Learning is planning: near Bayes-optimal reinforcement learning via Monte-Carlo tree search

Bayes-optimal behavior, while well-defined, is often difficult to achieve. Recent advances in the use of Monte-Carlo tree search (MCTS) have shown that it is possible to act near-optimally in Markov Decision Processes (MDPs) with very large or infinite state spaces. Bayes-optimal behavior in an unknown MDP is equivalent to optimal behavior in the known belief-space MDP, although the size of this belief-space MDP grows exponentially with the amount of history retained, and is potentially infinite. We show how an agent can use one particular MCTS algorithm, Forward Search Sparse Sampling (FSSS), in an efficient way to act nearly Bayes-optimally for all but a polynomial number of steps, assuming that FSSS can be used to act efficiently in any possible underlying MDP.

💡 Research Summary

The paper tackles one of the most fundamental yet elusive goals in reinforcement learning (RL): achieving Bayes‑optimal behavior in an unknown Markov Decision Process (MDP). Bayes‑optimality is defined as the policy that maximizes expected return when the agent maintains a full posterior distribution (belief) over possible MDP models and acts optimally in the resulting belief‑space MDP. While this definition is mathematically clean, the belief‑space MDP grows exponentially with the length of the observed history, quickly becoming intractable for any realistic problem. Existing approaches—such as posterior sampling (PSRL), Bayesian UCRL, or approximate belief updates—either sacrifice theoretical guarantees or become computationally prohibitive as the state space expands.
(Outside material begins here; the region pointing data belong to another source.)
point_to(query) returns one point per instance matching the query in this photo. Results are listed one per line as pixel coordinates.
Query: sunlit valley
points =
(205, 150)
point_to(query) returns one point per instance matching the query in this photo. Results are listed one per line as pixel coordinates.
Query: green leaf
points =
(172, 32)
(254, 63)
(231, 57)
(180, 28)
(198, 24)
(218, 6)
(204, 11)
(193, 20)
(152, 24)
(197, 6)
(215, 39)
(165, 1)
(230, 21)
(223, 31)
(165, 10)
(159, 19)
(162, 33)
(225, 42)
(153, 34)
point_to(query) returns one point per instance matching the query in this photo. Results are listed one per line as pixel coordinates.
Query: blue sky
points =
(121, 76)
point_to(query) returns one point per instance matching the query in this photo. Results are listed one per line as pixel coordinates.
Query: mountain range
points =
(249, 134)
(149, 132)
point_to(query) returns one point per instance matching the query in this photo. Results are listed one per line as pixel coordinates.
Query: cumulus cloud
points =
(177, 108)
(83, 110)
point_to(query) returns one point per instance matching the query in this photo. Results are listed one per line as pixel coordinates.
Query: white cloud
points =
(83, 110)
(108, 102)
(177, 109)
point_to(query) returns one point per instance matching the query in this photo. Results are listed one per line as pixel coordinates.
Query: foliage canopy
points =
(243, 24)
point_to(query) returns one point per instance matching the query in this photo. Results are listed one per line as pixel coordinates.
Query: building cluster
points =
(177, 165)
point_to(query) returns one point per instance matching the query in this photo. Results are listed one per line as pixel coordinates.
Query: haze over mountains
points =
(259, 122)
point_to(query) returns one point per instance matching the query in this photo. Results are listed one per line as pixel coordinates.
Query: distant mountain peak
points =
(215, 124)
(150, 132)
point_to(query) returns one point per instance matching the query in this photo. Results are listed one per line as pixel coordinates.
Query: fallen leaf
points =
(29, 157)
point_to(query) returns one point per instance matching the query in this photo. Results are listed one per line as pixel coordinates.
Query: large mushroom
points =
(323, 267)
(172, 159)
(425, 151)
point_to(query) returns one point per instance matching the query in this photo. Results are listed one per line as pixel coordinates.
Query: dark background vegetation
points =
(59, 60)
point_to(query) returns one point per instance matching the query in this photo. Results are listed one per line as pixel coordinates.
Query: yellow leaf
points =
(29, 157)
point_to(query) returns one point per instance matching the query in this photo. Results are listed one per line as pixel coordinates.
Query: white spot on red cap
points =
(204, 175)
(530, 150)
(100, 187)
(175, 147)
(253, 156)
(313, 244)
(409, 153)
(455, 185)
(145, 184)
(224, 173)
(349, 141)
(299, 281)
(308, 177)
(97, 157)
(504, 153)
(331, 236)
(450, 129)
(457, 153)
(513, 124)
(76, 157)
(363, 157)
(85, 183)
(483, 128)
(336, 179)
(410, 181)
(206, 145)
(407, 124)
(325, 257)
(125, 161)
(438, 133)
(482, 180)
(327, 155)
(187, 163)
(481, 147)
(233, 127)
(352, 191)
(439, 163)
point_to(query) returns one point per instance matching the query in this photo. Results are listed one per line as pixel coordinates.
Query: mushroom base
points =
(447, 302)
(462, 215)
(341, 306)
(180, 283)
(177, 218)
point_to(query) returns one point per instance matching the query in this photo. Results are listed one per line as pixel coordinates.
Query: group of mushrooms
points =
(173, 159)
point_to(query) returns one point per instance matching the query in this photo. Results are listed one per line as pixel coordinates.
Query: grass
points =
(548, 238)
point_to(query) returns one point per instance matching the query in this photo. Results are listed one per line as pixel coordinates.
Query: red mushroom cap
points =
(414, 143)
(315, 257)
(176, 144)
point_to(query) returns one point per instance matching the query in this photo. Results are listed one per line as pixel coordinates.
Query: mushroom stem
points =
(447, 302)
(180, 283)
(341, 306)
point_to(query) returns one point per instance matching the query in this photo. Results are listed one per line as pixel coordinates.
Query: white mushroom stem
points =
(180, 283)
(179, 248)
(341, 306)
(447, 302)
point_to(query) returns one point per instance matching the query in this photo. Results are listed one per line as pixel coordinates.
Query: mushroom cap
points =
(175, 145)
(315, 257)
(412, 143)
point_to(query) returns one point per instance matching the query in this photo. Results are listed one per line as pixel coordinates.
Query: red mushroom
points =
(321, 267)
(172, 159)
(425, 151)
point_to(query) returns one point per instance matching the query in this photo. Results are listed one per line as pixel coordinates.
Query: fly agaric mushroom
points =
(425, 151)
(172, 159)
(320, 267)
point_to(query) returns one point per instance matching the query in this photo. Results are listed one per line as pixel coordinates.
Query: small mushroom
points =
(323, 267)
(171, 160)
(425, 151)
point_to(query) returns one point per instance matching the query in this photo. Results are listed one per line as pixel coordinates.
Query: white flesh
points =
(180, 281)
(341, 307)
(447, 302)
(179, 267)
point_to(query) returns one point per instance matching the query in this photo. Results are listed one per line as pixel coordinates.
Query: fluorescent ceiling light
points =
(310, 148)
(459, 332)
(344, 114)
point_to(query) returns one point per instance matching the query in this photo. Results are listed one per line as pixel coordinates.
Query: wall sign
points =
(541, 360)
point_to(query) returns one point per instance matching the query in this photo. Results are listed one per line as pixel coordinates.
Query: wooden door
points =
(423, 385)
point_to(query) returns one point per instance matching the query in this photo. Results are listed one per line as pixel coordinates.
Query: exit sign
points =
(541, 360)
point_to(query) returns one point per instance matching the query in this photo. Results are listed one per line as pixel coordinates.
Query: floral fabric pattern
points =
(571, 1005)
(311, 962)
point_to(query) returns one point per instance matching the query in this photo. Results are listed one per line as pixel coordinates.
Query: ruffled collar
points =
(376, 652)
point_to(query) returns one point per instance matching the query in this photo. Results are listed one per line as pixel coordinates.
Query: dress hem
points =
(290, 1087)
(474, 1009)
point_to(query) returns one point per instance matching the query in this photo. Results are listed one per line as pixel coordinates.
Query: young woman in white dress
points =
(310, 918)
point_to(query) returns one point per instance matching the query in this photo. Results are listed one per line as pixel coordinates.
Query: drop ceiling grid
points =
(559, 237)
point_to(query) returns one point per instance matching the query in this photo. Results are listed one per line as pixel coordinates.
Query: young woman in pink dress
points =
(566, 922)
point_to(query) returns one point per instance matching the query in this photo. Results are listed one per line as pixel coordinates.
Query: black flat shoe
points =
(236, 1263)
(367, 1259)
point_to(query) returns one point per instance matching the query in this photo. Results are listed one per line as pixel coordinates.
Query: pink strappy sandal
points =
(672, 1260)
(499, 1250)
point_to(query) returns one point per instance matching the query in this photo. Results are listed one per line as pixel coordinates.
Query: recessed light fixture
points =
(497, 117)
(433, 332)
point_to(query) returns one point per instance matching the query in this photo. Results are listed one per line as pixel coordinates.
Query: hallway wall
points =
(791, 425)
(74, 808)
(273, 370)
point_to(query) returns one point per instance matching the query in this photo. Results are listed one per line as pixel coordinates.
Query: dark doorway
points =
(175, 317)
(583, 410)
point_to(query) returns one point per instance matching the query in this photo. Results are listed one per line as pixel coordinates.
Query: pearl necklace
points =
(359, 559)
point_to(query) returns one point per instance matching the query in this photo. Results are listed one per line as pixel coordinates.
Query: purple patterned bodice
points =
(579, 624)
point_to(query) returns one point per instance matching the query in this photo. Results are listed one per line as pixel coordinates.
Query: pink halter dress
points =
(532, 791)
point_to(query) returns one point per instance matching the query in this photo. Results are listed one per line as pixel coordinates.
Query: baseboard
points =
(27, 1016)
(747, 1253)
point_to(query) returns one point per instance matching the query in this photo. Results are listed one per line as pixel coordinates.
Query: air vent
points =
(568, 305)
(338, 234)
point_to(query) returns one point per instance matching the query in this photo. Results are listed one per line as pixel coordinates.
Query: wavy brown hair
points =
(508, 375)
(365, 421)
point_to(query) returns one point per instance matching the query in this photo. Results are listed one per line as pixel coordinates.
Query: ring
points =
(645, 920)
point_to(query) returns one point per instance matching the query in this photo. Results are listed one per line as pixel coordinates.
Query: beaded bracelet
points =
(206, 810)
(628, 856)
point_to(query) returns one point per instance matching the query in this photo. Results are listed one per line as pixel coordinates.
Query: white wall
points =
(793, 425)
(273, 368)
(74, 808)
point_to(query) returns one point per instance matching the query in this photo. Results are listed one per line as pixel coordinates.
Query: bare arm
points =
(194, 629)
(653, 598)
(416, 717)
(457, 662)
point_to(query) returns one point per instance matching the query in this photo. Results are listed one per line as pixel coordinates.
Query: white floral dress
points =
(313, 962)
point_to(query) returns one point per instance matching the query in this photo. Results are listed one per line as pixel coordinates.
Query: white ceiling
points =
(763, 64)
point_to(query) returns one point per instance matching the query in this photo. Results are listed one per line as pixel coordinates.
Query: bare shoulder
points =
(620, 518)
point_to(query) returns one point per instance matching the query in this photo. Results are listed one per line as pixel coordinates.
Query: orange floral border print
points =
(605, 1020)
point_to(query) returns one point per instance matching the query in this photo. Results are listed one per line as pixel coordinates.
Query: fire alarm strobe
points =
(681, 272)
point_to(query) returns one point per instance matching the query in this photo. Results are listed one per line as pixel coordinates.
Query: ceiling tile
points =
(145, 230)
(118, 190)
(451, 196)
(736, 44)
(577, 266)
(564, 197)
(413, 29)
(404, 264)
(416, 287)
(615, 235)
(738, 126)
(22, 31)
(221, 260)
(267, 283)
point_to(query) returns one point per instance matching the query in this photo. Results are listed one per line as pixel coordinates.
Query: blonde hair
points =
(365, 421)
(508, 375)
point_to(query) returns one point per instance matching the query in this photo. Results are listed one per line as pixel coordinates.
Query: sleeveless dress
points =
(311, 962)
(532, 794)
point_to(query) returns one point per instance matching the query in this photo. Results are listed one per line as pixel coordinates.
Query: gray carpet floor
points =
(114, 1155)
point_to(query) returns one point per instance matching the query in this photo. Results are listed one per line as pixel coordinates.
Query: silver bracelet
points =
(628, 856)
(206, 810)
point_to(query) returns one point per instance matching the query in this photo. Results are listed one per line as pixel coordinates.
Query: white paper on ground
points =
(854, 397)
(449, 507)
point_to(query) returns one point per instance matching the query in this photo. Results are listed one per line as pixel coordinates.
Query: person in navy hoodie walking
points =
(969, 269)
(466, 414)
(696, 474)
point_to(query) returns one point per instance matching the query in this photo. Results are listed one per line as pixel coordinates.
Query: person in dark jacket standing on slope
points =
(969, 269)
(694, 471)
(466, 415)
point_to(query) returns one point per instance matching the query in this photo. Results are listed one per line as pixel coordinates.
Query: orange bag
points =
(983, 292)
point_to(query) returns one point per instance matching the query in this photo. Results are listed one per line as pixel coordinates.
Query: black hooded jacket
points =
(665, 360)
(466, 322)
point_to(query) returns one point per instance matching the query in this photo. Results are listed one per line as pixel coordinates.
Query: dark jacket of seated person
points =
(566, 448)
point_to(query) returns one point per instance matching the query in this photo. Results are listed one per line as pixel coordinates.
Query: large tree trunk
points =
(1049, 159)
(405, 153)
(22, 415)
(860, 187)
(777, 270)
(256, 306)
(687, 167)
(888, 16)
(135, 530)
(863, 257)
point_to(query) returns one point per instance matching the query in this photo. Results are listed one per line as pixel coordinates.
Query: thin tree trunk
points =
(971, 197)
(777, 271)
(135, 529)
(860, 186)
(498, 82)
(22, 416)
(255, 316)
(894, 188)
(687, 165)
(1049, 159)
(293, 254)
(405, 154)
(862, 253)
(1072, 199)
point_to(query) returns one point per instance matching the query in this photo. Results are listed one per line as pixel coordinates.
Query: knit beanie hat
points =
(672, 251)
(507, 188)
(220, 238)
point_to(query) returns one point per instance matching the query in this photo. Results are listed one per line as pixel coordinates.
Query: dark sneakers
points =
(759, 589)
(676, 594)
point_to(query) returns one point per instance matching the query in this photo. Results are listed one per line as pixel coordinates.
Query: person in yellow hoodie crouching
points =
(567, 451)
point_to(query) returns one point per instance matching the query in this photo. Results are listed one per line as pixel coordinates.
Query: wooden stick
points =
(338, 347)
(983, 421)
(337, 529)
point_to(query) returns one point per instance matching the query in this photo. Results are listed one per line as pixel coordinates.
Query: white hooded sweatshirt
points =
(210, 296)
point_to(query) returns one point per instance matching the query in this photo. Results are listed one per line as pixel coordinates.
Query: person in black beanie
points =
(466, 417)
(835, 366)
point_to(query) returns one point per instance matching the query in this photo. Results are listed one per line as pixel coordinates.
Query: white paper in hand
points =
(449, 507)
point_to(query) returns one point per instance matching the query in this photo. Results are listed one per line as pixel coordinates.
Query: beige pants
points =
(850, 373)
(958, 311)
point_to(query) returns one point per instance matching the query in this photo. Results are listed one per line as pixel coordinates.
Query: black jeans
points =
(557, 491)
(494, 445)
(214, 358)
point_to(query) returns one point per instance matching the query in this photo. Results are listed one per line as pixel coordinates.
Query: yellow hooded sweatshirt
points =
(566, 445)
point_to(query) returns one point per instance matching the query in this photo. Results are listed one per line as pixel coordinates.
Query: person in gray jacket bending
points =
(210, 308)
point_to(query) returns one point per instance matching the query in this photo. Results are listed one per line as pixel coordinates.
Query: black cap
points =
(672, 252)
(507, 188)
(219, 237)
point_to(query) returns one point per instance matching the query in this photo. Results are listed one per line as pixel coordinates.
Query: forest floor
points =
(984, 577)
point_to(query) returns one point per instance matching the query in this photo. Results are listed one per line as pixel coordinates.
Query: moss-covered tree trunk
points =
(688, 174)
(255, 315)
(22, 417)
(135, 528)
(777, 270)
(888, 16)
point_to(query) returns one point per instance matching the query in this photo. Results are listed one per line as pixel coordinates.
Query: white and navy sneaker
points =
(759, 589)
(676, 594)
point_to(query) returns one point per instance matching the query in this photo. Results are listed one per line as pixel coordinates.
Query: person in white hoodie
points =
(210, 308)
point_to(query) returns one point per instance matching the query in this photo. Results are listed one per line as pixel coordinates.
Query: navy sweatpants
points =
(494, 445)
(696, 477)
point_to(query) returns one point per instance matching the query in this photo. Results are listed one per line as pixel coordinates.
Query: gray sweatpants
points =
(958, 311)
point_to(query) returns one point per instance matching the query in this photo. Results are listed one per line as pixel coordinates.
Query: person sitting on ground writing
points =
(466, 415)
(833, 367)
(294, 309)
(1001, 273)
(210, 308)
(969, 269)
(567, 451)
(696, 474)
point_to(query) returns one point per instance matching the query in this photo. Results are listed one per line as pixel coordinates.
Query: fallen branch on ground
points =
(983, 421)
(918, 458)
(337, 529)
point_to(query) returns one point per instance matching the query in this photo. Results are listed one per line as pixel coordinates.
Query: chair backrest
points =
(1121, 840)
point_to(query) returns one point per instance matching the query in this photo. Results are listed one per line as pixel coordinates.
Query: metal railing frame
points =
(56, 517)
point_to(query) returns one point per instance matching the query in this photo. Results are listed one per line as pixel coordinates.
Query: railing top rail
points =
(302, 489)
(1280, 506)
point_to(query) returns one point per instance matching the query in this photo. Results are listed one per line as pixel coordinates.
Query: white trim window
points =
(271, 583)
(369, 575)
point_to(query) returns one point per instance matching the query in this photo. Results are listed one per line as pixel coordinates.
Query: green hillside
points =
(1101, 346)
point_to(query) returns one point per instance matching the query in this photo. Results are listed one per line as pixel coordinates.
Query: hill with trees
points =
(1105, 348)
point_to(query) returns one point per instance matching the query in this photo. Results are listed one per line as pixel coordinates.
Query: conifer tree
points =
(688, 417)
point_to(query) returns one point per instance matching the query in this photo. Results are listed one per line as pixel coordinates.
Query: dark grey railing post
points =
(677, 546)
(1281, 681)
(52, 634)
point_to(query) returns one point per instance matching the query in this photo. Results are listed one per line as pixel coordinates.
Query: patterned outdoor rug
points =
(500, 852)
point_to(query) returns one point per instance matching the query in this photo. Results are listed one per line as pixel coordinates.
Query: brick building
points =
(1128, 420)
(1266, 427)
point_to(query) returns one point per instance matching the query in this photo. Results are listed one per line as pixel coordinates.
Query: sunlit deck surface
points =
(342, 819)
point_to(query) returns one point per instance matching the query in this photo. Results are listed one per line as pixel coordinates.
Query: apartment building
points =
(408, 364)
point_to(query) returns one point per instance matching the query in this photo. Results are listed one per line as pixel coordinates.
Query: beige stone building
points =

The authors propose a novel way to sidestep the explicit construction of the belief‑space MDP by embedding Bayesian inference directly inside a Monte‑Carlo Tree Search (MCTS) algorithm, specifically Forward Search Sparse Sampling (FSSS). FSSS is a sampling‑based planner that builds a shallow search tree from the current state, uses a limited number of rollouts per action, and maintains upper and lower value bounds to focus computation on promising branches. The key insight is that each rollout of FSSS can be performed in a sampled underlying MDP drawn from the current posterior. Consequently, a single FSSS execution simultaneously evaluates many possible worlds, and the resulting value estimates can be aggregated (e.g., by posterior weighting) to produce a near‑Bayes‑optimal action choice.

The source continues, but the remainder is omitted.